Reference measurements

On a developer box with pypowsybl 1.14.0 + Python 3.12 + the full PyPSA-EUR France 400 kV grid, current branch tip:

bench_load_study.py

Segment Measured
reset() ~0 ms
load_network ~2 200 ms
update_config ~5 900 ms
4 response XHRs ~330 ms
Total ~8.5 s

This maps to ~8.8 s end-to-end wall-clock on Chrome DevTools traces — see v18 row of docs/performance/history/loading-parallel.md (-63 % vs v6 baseline).
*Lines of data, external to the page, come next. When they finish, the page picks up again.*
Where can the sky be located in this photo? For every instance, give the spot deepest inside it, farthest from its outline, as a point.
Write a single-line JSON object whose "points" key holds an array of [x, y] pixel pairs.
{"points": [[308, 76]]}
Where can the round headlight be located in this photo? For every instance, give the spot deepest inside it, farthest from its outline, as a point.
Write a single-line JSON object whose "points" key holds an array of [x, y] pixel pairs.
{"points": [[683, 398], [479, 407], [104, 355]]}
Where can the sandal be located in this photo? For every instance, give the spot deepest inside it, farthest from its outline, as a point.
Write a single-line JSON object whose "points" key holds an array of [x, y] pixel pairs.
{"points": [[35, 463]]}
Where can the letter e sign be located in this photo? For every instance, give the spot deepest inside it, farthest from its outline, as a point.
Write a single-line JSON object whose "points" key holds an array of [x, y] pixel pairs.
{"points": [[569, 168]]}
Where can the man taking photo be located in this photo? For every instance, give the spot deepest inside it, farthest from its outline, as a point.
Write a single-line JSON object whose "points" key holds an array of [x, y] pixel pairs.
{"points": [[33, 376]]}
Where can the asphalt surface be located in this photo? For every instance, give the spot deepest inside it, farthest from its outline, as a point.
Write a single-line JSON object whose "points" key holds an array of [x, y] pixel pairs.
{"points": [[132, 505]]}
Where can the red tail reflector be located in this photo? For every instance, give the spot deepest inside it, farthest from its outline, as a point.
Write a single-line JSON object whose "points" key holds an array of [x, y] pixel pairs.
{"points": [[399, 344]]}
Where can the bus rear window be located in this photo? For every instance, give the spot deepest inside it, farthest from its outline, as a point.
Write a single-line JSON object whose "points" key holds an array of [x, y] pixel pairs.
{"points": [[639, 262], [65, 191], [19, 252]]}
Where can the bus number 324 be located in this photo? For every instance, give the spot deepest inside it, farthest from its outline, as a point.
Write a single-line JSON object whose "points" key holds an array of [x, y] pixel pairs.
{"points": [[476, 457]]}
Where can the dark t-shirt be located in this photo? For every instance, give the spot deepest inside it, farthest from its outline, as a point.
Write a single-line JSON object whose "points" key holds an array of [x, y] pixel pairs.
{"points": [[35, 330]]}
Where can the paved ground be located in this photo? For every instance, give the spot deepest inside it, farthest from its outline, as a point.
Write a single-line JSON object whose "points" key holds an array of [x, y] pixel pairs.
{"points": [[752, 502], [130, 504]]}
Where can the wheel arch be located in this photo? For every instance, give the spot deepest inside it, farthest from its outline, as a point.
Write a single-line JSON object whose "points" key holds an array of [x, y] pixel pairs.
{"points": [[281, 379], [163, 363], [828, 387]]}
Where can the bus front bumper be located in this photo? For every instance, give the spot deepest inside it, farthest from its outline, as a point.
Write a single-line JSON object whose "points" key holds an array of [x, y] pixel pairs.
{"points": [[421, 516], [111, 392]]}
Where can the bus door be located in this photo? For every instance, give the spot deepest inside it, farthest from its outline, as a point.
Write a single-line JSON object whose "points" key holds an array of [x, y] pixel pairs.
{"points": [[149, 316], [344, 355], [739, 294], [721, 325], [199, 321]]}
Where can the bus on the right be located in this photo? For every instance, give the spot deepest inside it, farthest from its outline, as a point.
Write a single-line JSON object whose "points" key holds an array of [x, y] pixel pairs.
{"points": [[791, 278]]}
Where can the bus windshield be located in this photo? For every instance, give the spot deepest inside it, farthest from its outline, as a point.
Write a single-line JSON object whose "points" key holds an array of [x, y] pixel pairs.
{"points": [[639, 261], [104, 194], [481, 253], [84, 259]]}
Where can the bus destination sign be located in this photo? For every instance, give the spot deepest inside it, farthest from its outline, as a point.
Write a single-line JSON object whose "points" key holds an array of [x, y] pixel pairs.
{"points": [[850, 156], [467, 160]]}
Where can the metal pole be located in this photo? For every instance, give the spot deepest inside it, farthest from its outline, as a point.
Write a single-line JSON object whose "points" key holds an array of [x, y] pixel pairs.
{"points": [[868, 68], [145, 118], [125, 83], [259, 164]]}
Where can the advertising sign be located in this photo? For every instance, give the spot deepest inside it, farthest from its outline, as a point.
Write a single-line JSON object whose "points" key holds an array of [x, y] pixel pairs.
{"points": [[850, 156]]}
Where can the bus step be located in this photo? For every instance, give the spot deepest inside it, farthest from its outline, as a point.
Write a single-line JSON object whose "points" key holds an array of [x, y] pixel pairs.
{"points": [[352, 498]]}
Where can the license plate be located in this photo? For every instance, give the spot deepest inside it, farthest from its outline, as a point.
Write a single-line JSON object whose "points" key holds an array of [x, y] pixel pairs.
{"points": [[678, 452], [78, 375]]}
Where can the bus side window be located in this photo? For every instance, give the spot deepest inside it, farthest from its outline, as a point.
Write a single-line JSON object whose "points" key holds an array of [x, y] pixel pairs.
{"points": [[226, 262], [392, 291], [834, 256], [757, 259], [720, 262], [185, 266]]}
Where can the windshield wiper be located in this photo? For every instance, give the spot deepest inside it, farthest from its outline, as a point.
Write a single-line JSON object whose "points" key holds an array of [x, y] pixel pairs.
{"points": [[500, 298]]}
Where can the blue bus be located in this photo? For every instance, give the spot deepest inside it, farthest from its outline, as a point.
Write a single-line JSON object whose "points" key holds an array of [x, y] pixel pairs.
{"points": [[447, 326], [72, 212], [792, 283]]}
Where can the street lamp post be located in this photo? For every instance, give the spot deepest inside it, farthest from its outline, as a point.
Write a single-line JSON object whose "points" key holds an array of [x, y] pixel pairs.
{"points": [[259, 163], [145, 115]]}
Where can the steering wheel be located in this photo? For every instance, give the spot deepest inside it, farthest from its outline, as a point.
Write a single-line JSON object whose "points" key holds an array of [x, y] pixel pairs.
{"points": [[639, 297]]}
bench_voltage_level_queries.py

Endpoint Before After
/api/voltage-levels 7.5 ms 4.5 ms
/api/nominal-voltages 144 ms 5.7 ms (~25×)
get_monitored_elements 265 ms 175 ms
_get_switches_with_topology 174 ms 141 ms

bench_n1_diagram.py (contingency ARGIAL71CANTE)

Call Before After
COLD (first view) 18 125 ms 4 159 ms (-77 %)
WARM (repeat view) 11 906 ms 3 200 ms (-73 %)

When to run them

  • Before pushing a perf patch on the backend or on expert_op4grid_recommender: run the benchmark closest to the change and confirm no regression on the rest via run_all.py.
  • When a DevTools trace suggests slowdown: map the hot span to one of the four scripts to isolate it from web-layer variance.
  • When upstream bumps expert_op4grid_recommender: re-run bench_topology_cache.py + bench_voltage_level_queries.py to catch behavioural changes in pypowsybl / numpy / pandas upgrades.

Notes

  • These scripts import expert_backend.services.* directly, so they need to run inside the Co-Study4Grid venv.
  • Each benchmark is idempotent — running one does not alter global state in a way that would affect the next (each call to setup_service resets the recommender).
  • The scripts intentionally use real data paths rather than mocks: the goal is to measure the full pypowsybl + JNI + pandas stack. Unit tests in expert_backend/tests/ cover the mock path.